Are there any monocular animals? There must be...

I had a dream. A nightmare, actually, which starred me being chased by a Spielberg velociraptor animal except for instead of a neck and reptilian head it had, in correct sizing of that combined length and neck width, a bellows-like short elephant-trunk-y appendage ending with an eyeball peering out, half embedded like in our eye socket.


See subject.

Many birds have eyes almost on opposite sides of their heads, such that the stereoscopic portion of their field of view is extremely narrow.

Bilateral symmetry is so common in animals, down to the smallest, that I can’t think where a single-eye physical form would come from.

Low on the bio-complexity level but howsabout the euglena?
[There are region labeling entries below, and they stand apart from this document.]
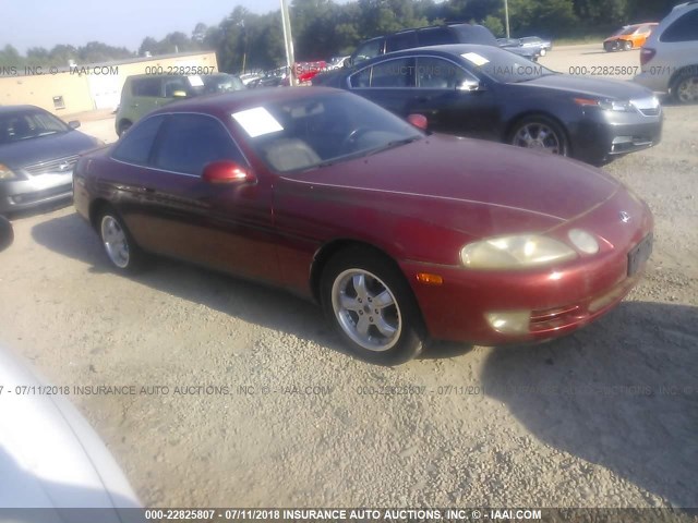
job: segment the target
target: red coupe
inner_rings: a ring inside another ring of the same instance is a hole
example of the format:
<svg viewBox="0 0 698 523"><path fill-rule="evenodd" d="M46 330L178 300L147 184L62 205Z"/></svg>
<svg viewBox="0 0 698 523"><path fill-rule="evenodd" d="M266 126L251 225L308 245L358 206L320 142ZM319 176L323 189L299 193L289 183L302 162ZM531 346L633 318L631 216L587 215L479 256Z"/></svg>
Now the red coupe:
<svg viewBox="0 0 698 523"><path fill-rule="evenodd" d="M598 169L318 87L152 112L80 159L74 202L117 269L148 252L270 282L381 364L429 337L569 333L626 295L652 247L648 206Z"/></svg>

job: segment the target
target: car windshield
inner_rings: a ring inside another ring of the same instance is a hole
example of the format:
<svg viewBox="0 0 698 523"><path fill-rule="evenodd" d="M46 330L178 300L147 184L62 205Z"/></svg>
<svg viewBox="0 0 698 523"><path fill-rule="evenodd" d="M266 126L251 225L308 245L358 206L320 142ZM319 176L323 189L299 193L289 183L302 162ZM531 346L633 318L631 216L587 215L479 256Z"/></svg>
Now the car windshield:
<svg viewBox="0 0 698 523"><path fill-rule="evenodd" d="M557 74L539 63L496 47L481 47L478 51L464 52L460 56L474 72L482 72L505 84L529 82Z"/></svg>
<svg viewBox="0 0 698 523"><path fill-rule="evenodd" d="M0 114L0 144L65 133L70 127L55 115L41 110Z"/></svg>
<svg viewBox="0 0 698 523"><path fill-rule="evenodd" d="M424 136L349 93L268 102L232 113L257 156L287 173L368 156Z"/></svg>

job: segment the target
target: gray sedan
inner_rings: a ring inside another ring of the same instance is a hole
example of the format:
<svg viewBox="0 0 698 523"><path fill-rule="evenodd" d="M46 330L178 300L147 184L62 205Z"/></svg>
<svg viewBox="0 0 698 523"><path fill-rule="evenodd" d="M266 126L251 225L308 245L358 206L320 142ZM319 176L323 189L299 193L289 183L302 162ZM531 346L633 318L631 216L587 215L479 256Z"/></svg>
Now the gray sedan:
<svg viewBox="0 0 698 523"><path fill-rule="evenodd" d="M101 144L34 106L0 107L0 214L70 198L80 154Z"/></svg>

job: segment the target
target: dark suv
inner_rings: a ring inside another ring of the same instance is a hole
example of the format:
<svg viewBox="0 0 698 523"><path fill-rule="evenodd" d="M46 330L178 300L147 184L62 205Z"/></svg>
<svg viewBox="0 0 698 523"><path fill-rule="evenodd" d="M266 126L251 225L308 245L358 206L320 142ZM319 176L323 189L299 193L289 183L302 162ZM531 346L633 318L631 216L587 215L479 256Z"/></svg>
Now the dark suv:
<svg viewBox="0 0 698 523"><path fill-rule="evenodd" d="M402 29L390 35L378 36L361 44L345 61L351 66L363 60L375 58L386 52L413 49L416 47L441 46L443 44L481 44L497 46L497 39L482 25L447 24Z"/></svg>

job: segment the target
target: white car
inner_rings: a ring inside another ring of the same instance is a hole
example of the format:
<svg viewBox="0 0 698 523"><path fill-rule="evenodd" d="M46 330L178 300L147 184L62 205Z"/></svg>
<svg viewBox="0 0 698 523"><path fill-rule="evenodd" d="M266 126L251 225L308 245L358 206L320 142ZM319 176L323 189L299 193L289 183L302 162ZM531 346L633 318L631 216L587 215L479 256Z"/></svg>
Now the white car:
<svg viewBox="0 0 698 523"><path fill-rule="evenodd" d="M676 5L640 51L634 80L682 104L698 102L698 0Z"/></svg>

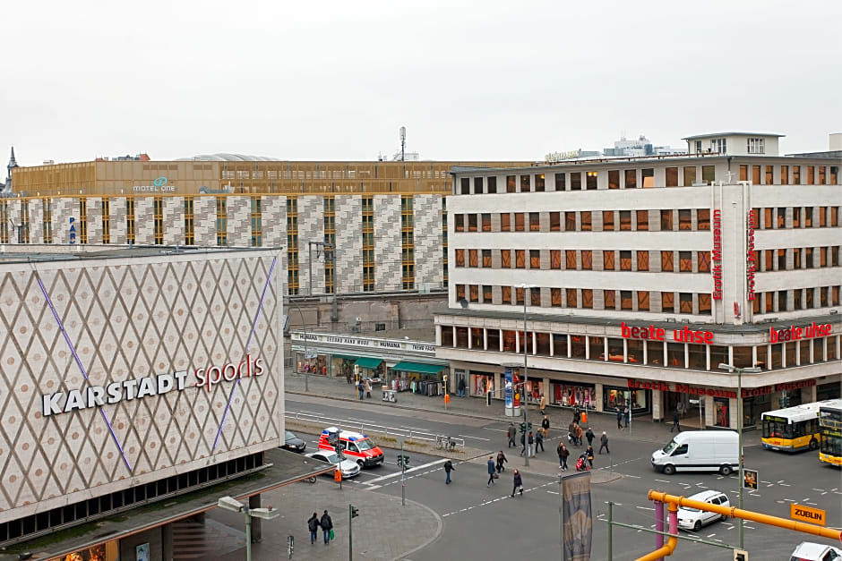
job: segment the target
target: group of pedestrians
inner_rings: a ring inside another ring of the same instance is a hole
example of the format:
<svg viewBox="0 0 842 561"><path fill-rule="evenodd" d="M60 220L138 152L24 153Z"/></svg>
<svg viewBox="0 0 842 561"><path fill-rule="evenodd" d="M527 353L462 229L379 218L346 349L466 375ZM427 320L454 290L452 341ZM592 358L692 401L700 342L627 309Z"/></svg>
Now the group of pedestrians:
<svg viewBox="0 0 842 561"><path fill-rule="evenodd" d="M315 543L320 528L322 529L322 538L324 539L324 545L328 545L331 540L333 540L333 521L331 519L331 515L326 510L324 514L322 514L322 518L319 518L319 514L316 513L313 513L313 516L307 520L307 528L310 530L311 546Z"/></svg>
The starfish has a single eyespot.

There’s a type of tiny crustacean called the Cyclops or water flea.

There is a species of jellyfish with a single eye. The eye is badly farsighted. I can’t remember the name of the species. I learned about it here on the Dope.

Starfish actually have an eye at the end of each arm, so most species have five of them.

There are spiders with an uneven number of eyes. One of those must fit your criterion.

What would the evolutionary advantage be?

I don’t think so. Every close up of a spider I’ve ever seen shows at least two eyes.

Re Jellyfish

Some quick Googling has turned up that all jellyfish eyes are farsighted. I can’t find a page with a pic of the one eyed jellyfish yet.

I’m wrong. But there is the tuatara (q.v.) that has some sort of third eye that scientists haven’t quite figured out.

More to the point, Triops is a shrimp with a third eye in the back, which appears to be capable of sight. From behind, Triops is effectively a one-eyed creature

The tuatara probably can’t see out of that rear eye, which seems to be associated with daily rhythm. The human pineal gland is similarly light-sensitive, despite being inside the brain and away from light.

Opabinia had 5 eyes on short stalks, one of which was unpaired.

It also has a trunk (proboscis) with a grabby mouth-like thing at the end.

I’ll bet it somehow invaded your dreamscape and somehow mated with a velociraptor.

Probably none. That’s why if there are any, they’re rare. But perhaps their one eye is somehow linked to a characteristic that is an evolutionary advantage.

Lots of insects have a cluster of three ocelli on their foreheads. Hymenoptera (bees, wasps, and ants) and cicadas spring to mind, but mantids have them too. Looking for pictures tells me that plenty of others have them too but you never see them because they don’t let you get close, like mayflies and dragonflies (squashed in between the compound eyes) and damselflies and even flies. That last one surprised me because I figured the more “advanced” insects had all lost them, since beetles and butterflies don’t seem to have them.

Those are all multiple eyes though, even if they are odd-numbered. Like Prof. Pepperwinkle, only living thing with no more than one eye that comes to mind off-hand is Cyclops. If extinct critters count, back in the day there were monocular trilobites, I think I saw a fossil of one at the Smithsonian but it’s hard to find good pictures of them online.


According to this Wikipedia article, the box jellyfish is the only type of jellyfish that has eyes that focus light at all. Others only have simple eye spots or pits, that do not form images, so the concepts of near or far sighted is not applicable to them.

Furthermore, I have difficulty believing that box jellyfish have gone to all the trouble of inventing eyes that can focus light, only to leave them all with sub-optimal focus. They may (very likely) not be able to change the focus of their eyes, like humans can, and it may be that the focus is fixed optimally for distance rather than close up, detail, vision, but that is hardly the same thing as “farsighted” as that term is applied to humans.

Quick googling at work failed to turn up a picture of the famous “One-Eyed Penisaurus” from Flesh Gordon. Nor did I want to look too hard while at the office!

Get ahold of Retief, the Groaci are invading.

Many vertebrates from fish to reptiles have some version of this third or parietal eye. The tuatara has the best developed version among living forms. However, many extinct species may have had more functional third eyes in between the two lateral eyes.